I'm a little confused by "C standard lib" and "C POSIX lib", because I found that, many header files defined in "C POSIX lib" are also part of "C standard lib".
So, I assume that, "C standard lib" is a lib defined by ANSI C organization, and there are different implementation on different platforms (Win32/Unix-like), and "C POSIX lib" is just a implementation for "C standard lib" on Unix-like OSes, right?
But "C POSIX lib" contains some headers not specified in "C standard lib", such as <sys/types.h>
, <sys/wait.h>
, and <pthread.h>
.
Take <pthread.h>
as an example, I presume its "C standard lib" counterpart is <threads.h>
, then if I want to write a multi-threaded program on Linux, which header file should I include, <pthread.h>
or <threads.h>
?
POSIX is a superset of the standard C library, and it's important to note that it defers to it. If C and POSIX is ever in conflict, C wins.

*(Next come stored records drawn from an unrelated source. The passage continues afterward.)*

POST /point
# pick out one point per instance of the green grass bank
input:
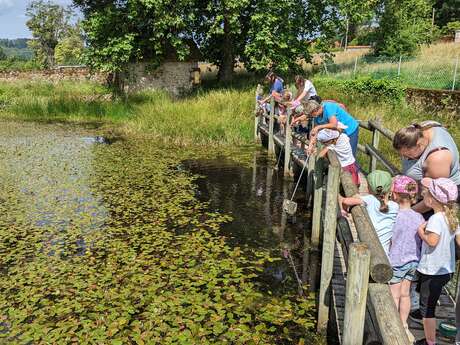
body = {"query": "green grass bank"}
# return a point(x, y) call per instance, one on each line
point(211, 116)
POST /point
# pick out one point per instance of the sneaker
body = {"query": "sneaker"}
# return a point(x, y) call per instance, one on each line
point(422, 342)
point(410, 336)
point(416, 316)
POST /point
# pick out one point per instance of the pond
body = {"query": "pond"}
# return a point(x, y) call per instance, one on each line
point(138, 242)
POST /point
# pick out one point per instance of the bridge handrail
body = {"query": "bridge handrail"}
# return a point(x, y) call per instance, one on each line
point(381, 311)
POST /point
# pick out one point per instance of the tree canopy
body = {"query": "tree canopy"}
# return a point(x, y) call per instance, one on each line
point(49, 23)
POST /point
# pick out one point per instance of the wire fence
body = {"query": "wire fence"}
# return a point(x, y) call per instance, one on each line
point(437, 74)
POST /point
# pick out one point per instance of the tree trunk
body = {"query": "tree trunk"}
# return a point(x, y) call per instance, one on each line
point(226, 64)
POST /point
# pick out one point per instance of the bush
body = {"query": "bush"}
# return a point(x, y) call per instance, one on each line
point(383, 90)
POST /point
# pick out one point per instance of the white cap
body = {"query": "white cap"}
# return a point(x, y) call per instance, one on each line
point(325, 135)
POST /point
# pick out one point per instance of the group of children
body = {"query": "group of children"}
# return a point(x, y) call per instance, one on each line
point(419, 251)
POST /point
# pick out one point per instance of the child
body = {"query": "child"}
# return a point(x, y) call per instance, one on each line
point(405, 246)
point(381, 210)
point(340, 144)
point(437, 262)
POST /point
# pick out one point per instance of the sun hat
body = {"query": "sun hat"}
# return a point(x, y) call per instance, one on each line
point(442, 189)
point(404, 184)
point(310, 106)
point(379, 178)
point(326, 135)
point(299, 109)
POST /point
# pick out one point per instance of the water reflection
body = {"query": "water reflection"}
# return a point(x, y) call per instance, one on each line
point(254, 197)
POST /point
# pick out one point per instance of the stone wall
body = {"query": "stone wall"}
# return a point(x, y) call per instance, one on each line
point(434, 100)
point(174, 77)
point(56, 75)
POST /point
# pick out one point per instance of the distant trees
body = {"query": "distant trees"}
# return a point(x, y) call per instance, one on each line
point(49, 23)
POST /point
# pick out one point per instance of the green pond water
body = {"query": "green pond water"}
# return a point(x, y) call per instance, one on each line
point(135, 243)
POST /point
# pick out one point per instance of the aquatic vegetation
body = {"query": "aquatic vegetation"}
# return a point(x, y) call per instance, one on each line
point(108, 244)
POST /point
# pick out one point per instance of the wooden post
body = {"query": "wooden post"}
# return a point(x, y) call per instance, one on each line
point(271, 142)
point(256, 118)
point(317, 202)
point(356, 294)
point(380, 269)
point(327, 256)
point(310, 178)
point(382, 308)
point(375, 143)
point(287, 146)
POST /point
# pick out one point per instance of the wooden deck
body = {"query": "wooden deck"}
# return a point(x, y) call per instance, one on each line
point(445, 310)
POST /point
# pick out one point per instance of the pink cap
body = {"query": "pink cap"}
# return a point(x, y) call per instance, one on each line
point(443, 189)
point(404, 184)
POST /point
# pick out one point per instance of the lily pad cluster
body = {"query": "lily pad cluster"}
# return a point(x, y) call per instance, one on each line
point(107, 244)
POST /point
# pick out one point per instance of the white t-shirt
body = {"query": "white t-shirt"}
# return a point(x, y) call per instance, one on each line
point(342, 149)
point(309, 89)
point(383, 222)
point(441, 258)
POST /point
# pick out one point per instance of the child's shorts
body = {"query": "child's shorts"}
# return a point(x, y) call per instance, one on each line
point(430, 288)
point(407, 271)
point(354, 171)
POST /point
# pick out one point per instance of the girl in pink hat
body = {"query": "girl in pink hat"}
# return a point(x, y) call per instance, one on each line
point(437, 262)
point(404, 253)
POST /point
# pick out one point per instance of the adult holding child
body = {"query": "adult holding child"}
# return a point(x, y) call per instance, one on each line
point(328, 115)
point(427, 150)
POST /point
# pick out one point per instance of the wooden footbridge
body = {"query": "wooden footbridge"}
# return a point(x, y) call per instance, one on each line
point(354, 299)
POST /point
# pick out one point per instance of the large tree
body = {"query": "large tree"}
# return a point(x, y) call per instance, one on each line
point(49, 23)
point(403, 27)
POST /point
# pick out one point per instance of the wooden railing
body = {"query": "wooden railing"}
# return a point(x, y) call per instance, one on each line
point(368, 300)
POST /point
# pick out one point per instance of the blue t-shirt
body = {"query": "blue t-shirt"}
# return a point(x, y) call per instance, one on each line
point(277, 86)
point(334, 109)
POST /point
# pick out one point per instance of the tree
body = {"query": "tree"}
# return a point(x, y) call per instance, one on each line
point(403, 27)
point(49, 23)
point(446, 11)
point(69, 50)
point(2, 55)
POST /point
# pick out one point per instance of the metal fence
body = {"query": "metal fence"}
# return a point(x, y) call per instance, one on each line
point(437, 74)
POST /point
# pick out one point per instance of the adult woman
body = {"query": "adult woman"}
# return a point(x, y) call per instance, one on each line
point(305, 90)
point(428, 150)
point(328, 115)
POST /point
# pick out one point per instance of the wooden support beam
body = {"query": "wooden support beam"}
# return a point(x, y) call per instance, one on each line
point(329, 234)
point(317, 202)
point(375, 143)
point(287, 146)
point(271, 124)
point(383, 311)
point(256, 117)
point(356, 294)
point(378, 156)
point(385, 131)
point(381, 270)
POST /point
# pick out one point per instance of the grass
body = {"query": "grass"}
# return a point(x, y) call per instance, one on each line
point(213, 115)
point(209, 116)
point(432, 68)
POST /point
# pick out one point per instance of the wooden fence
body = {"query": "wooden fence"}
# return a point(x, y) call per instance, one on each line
point(368, 300)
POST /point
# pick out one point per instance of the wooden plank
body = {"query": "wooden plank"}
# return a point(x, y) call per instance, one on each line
point(330, 224)
point(381, 270)
point(356, 294)
point(385, 131)
point(317, 202)
point(271, 124)
point(380, 302)
point(287, 147)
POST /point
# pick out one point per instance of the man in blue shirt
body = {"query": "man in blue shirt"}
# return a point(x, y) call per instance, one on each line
point(328, 115)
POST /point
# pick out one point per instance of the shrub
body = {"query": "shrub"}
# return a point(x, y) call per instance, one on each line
point(377, 89)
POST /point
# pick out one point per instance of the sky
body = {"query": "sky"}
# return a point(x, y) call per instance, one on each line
point(13, 19)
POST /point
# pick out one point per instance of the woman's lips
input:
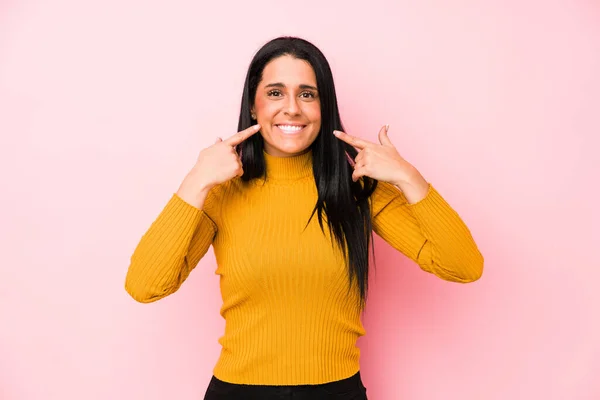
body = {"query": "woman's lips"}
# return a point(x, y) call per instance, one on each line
point(290, 129)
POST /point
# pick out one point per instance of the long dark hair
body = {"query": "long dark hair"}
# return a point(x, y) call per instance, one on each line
point(346, 203)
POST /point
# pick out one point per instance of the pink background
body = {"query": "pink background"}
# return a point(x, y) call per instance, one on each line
point(104, 106)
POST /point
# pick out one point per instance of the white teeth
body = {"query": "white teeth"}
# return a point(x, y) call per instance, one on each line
point(290, 128)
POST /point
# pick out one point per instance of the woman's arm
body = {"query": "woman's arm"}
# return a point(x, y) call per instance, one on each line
point(429, 231)
point(171, 248)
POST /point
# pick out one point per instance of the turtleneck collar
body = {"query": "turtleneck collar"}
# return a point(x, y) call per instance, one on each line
point(288, 168)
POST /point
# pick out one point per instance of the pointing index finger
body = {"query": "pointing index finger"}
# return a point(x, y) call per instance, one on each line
point(351, 140)
point(242, 135)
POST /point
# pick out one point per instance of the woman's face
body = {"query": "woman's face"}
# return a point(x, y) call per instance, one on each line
point(287, 106)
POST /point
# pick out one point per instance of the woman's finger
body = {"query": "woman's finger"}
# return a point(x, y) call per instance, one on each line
point(351, 140)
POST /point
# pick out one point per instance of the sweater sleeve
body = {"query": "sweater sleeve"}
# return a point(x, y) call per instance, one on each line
point(170, 249)
point(429, 232)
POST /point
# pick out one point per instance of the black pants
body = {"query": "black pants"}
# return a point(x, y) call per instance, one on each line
point(346, 389)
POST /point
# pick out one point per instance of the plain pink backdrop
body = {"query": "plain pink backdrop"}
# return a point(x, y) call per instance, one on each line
point(104, 106)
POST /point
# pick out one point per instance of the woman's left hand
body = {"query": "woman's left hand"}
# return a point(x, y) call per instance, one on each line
point(383, 162)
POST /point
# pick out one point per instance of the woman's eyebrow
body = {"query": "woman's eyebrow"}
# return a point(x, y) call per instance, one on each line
point(281, 85)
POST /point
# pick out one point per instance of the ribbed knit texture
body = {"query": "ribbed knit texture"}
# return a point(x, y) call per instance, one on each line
point(290, 317)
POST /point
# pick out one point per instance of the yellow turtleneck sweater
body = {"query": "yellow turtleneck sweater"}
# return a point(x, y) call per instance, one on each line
point(290, 318)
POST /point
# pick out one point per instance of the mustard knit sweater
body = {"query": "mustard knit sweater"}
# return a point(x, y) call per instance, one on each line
point(290, 318)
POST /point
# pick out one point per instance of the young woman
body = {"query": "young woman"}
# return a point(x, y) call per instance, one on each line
point(290, 204)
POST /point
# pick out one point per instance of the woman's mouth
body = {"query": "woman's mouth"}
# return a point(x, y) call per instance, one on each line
point(290, 129)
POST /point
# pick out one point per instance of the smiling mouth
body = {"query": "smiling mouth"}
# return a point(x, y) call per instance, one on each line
point(290, 129)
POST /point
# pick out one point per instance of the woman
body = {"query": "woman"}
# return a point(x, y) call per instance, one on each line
point(289, 204)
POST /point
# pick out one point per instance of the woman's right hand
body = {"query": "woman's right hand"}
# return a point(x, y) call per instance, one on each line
point(216, 164)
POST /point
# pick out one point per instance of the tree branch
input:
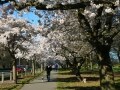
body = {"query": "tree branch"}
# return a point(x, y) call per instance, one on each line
point(41, 6)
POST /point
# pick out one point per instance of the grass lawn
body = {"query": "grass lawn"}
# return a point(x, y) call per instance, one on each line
point(68, 81)
point(20, 83)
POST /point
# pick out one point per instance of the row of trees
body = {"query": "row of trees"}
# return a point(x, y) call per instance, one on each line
point(92, 25)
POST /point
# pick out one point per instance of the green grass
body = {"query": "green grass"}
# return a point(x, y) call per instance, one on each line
point(68, 81)
point(20, 83)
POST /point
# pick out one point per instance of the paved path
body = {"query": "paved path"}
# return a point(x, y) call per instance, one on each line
point(39, 84)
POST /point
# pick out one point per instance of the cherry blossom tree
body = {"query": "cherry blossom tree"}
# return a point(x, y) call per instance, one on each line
point(98, 22)
point(15, 34)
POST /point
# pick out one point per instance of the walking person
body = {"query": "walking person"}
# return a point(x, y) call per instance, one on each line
point(56, 67)
point(48, 71)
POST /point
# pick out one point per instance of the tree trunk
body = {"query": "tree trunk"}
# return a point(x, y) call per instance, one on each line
point(14, 72)
point(106, 71)
point(33, 67)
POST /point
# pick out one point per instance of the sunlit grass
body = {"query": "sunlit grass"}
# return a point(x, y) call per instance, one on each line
point(68, 81)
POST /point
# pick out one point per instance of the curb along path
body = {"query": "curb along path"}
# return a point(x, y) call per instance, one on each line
point(39, 84)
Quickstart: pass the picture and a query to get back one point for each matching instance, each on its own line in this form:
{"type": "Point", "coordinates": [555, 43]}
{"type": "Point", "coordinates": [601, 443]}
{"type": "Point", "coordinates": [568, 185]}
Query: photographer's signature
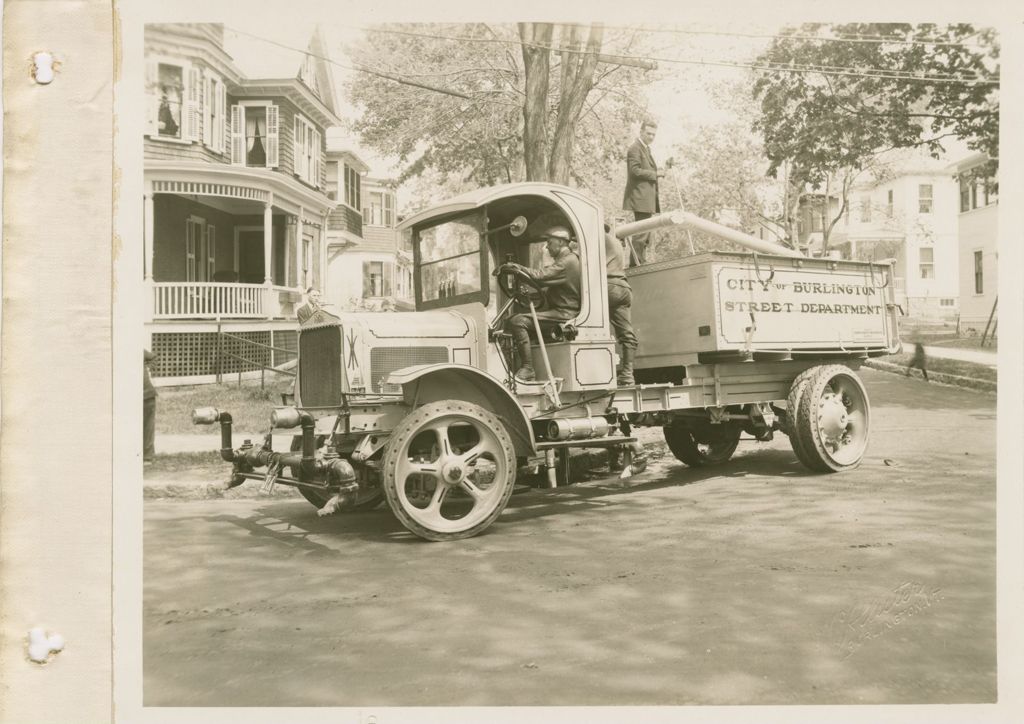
{"type": "Point", "coordinates": [850, 628]}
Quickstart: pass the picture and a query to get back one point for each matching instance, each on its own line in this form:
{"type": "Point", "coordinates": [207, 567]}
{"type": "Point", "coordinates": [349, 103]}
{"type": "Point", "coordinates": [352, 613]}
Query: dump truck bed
{"type": "Point", "coordinates": [724, 305]}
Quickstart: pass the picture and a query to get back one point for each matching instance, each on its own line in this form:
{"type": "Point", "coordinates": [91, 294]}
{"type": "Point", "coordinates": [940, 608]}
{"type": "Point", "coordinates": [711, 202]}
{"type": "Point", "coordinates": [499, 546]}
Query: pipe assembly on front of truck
{"type": "Point", "coordinates": [688, 220]}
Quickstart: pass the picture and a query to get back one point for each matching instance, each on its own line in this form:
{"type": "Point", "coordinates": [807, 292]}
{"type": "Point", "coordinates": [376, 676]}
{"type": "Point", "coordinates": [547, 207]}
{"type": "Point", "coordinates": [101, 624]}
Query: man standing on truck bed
{"type": "Point", "coordinates": [620, 307]}
{"type": "Point", "coordinates": [561, 283]}
{"type": "Point", "coordinates": [641, 187]}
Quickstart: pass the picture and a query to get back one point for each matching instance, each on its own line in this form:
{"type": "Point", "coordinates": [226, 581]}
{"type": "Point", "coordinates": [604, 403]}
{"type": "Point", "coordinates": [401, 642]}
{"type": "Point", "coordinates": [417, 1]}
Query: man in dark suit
{"type": "Point", "coordinates": [310, 307]}
{"type": "Point", "coordinates": [641, 187]}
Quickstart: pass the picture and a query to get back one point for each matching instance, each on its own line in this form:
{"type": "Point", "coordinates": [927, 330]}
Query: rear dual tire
{"type": "Point", "coordinates": [828, 418]}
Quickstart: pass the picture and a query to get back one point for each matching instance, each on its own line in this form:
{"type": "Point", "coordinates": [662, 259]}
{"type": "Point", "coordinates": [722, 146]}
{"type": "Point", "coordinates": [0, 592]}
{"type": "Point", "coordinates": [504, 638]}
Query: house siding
{"type": "Point", "coordinates": [978, 231]}
{"type": "Point", "coordinates": [379, 239]}
{"type": "Point", "coordinates": [344, 218]}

Sockets, file descriptors, shared memory etc. are all part of POSIX, but do not exist in the C library.
pthread.h
is used for POSIX threads and threads.h
is a new header for C11 and is part of the C library. Perhaps pthreads will be deprecated sometime in the future in favor of the C ones, however you probably can't count on C11 to have widespread deployment yet. Therefore if you want portability you should prefer pthreads for now. If portability is not a concern, and you have C11 threads available, you should probably use those.